You can also try these resources from Military OneSource:
The Individuals with Disabilities Education Act, or IDEA, requires all states and territories to provide early intervention services to children from birth through 3 years of age who have, or are at risk for having, developmental delays.
Local school districts or health departments often provide these early intervention services. The program is called different names in different areas, but it is often referred to as Part C because it is the section of the law that pertains to early intervention. The national Early Childhood Technical Assistance Center provides a list of State Part C coordinators and funded programs on their website.
When moving, you should hand-carry copies of your child's individual family service plan, or IFSP, and the most current evaluation reports to your new home to ensure they are not lost.
Special Education services are provided at all schools in the Silver Valley Unified School District. Each school serving students from Fort Irwin has at least one Special Day Class (SDC) and a Resource Specialist Program (RSP) classroom. Based on student need, sites may have multiple SDC and RSP classrooms. Silver Valley also has an Alternative School, which meets the special education needs of students who are unable to function within or graduate from the comprehensive high school. This is on a case by case basis.
Special Day Classes
SDC is a self-contained classroom in which students who require special education instruction for 50% or more of the school day are enrolled and instructed. Silver Valley's SDC program is designed to mainstream students in the regular education programs every opportunity appropriate for each student. SDC classrooms are located at Lewis Elementary School, Tiefort View Intermediate School, Fort Irwin Middle School and Silver Valley High School. Severely or profoundly disabled children may be transferred to a county program should their needs not be met within the schools of the Silver Valley Unified School District.
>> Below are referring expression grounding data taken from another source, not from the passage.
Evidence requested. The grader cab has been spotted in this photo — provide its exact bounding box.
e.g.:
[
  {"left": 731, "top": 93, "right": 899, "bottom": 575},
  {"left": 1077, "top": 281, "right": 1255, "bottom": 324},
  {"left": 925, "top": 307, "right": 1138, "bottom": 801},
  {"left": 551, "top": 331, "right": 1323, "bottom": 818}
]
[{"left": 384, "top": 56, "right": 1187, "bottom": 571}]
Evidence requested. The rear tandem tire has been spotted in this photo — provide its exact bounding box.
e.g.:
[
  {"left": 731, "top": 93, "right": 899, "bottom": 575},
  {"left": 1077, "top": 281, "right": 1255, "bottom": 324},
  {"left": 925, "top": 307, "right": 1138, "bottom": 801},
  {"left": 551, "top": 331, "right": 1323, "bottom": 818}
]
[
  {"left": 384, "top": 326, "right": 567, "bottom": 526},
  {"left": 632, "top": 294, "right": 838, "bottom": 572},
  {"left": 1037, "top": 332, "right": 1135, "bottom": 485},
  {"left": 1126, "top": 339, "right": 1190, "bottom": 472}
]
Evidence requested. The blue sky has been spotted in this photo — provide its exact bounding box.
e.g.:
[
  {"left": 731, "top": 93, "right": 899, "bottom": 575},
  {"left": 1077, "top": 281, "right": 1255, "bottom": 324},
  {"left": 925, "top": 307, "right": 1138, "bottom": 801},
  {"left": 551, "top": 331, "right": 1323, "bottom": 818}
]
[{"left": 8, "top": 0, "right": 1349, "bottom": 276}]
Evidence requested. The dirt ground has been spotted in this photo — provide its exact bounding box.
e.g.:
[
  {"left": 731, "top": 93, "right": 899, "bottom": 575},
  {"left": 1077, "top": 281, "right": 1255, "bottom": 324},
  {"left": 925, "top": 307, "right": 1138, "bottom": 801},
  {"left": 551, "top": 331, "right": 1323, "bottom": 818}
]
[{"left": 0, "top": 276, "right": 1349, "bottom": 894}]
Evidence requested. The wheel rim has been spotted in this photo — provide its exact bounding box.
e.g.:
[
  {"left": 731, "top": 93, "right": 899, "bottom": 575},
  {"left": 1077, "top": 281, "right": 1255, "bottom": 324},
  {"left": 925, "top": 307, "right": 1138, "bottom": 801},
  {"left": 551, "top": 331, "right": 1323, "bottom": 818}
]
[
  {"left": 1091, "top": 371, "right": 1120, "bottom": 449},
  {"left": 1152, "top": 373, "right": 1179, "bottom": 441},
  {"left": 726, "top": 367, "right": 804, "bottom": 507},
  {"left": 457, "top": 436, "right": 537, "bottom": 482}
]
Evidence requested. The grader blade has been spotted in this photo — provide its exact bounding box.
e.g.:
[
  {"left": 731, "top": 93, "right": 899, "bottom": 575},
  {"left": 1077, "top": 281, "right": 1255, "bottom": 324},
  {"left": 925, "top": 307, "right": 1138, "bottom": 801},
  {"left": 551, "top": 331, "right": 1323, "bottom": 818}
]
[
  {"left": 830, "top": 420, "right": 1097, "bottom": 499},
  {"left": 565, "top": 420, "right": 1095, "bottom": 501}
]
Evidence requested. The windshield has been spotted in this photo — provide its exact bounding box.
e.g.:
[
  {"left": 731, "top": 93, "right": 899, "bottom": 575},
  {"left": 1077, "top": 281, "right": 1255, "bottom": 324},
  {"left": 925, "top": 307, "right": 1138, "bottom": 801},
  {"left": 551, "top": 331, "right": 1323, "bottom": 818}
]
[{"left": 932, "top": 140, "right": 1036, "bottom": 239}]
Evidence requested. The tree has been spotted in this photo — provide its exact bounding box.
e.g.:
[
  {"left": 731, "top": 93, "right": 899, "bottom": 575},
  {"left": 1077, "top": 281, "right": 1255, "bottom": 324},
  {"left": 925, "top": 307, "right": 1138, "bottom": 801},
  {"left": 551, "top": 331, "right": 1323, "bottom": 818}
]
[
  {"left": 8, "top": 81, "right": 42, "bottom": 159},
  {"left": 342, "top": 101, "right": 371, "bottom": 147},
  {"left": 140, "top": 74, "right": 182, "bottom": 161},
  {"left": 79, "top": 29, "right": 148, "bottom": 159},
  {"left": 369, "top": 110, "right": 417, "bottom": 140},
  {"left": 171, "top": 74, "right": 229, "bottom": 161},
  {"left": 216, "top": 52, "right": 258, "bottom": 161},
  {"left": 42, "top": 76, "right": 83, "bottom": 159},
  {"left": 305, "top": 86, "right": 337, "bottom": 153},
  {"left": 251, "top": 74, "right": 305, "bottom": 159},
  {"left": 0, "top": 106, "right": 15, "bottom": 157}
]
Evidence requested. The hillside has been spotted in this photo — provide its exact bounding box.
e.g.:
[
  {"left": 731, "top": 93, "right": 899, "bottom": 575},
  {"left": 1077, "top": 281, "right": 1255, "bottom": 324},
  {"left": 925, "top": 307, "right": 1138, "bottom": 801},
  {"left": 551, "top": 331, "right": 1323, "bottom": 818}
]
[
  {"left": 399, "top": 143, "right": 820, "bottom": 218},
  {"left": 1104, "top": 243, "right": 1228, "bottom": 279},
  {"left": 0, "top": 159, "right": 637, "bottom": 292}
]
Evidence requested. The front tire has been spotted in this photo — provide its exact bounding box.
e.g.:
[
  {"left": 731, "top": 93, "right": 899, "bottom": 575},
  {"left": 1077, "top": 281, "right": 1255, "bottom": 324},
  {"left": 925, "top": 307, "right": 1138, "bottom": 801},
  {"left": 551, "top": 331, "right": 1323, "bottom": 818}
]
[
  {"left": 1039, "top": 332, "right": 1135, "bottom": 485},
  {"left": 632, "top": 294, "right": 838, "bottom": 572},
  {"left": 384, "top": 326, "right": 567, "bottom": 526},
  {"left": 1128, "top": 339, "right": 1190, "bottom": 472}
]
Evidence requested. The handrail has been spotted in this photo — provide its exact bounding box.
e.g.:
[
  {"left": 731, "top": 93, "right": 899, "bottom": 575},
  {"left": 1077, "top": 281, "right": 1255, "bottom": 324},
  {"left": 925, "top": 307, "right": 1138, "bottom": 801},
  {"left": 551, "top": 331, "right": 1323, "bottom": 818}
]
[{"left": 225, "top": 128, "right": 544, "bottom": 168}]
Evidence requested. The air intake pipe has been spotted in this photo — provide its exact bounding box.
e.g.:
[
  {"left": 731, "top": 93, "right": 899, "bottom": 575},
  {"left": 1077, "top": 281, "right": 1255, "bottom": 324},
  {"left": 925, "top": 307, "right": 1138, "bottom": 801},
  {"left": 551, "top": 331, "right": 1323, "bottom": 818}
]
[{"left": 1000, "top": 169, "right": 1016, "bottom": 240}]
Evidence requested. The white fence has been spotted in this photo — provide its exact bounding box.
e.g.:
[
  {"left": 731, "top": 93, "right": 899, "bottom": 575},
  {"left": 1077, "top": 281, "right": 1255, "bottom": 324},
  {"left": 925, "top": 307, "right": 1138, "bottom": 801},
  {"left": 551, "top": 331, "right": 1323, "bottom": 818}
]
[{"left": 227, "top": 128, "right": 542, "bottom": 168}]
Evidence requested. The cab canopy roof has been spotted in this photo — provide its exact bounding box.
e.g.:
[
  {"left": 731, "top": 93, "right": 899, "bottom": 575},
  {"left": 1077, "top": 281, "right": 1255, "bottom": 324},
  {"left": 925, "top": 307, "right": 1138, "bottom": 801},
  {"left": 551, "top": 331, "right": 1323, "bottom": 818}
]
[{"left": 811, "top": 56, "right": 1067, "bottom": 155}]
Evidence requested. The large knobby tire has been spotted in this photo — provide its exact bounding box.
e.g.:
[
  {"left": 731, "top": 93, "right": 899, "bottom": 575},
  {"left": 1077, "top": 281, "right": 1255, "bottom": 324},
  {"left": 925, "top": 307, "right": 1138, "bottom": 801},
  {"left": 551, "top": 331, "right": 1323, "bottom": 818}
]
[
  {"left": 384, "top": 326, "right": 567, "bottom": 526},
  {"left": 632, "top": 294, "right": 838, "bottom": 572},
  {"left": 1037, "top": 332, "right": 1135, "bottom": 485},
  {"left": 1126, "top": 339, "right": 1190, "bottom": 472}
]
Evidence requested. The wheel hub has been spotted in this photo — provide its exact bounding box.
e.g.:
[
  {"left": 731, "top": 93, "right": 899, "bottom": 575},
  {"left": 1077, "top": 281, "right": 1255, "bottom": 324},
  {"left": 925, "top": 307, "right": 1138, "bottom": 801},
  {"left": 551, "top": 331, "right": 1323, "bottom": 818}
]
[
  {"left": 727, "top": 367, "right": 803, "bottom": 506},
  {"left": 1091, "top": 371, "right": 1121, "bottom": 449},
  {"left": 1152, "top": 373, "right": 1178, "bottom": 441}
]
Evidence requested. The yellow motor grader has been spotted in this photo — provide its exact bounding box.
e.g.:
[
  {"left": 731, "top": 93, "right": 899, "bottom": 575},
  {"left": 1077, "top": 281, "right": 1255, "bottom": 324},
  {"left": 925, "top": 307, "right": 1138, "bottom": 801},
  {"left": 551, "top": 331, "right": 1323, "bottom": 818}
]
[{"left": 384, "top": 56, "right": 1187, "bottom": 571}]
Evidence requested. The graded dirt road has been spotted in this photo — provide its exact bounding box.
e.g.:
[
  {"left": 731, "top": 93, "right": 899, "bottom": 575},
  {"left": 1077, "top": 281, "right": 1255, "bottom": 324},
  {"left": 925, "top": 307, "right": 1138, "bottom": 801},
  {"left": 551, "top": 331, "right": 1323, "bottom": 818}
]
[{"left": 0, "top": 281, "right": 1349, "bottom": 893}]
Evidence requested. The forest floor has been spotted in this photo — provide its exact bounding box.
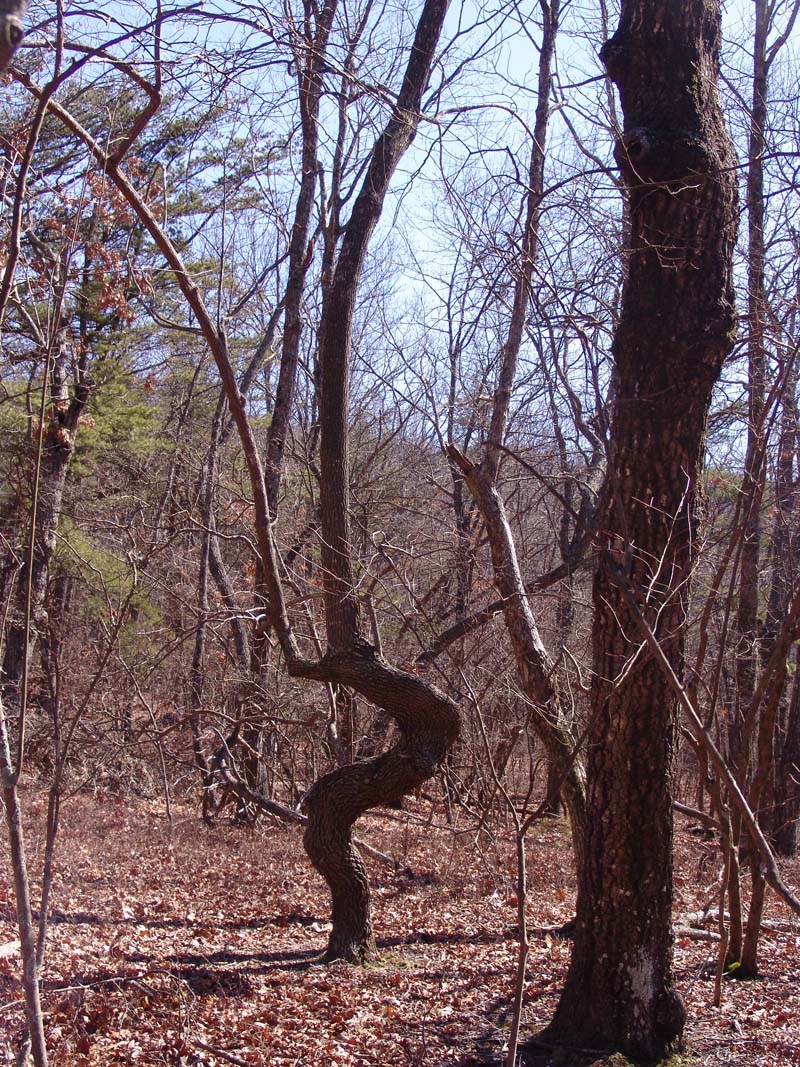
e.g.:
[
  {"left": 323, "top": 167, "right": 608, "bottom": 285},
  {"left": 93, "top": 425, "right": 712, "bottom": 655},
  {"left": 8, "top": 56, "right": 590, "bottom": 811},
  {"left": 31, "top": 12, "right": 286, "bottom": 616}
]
[{"left": 0, "top": 787, "right": 800, "bottom": 1067}]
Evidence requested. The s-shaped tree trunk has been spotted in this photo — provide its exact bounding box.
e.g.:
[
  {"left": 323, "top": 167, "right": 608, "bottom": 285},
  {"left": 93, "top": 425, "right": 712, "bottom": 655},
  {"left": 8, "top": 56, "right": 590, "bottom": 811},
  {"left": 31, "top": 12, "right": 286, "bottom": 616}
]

Resource Specialist ProgramsRSP is a program for students receiving special education instruction for less than 50% of the school day. These students are typically provided with extra support within the regular education classroom and, as needed, may be pulled out of the regular education classroom for special assistance during specifically scheduled periods of the day or week. They are taught by credentialed resource specialists. RSP programs are available at Lewis Elementary School, Tiefort View Intermediate School, Fort Irwin Middle School and Silver Valley High School.
Students with Severe Behavioral Problems
SED students experience severe behavioral problems which prevent them and their peers from learning and getting along with others. Their special needs are many times met within the district's SDC programs. In extreme cases, there are alternative settings for the students. In Silver Valley USD, SED students are served through the Alternative Education Center's SUCCESS Program. Younger severe behavior students may be transferred to a county program only if necessary to meet their unique needs.
Speech TherapySpeech therapy helps children with difficulties in speaking and/or using language appropriately. Speech students are pulled out of the regular education classroom for group and/or individual therapy sessions during regularly scheduled periods of the week or month and are taught by a speech and language therapist or pathologist. Silver Valley has five speech therapists serving our students from 3 years of age through twelfth grade.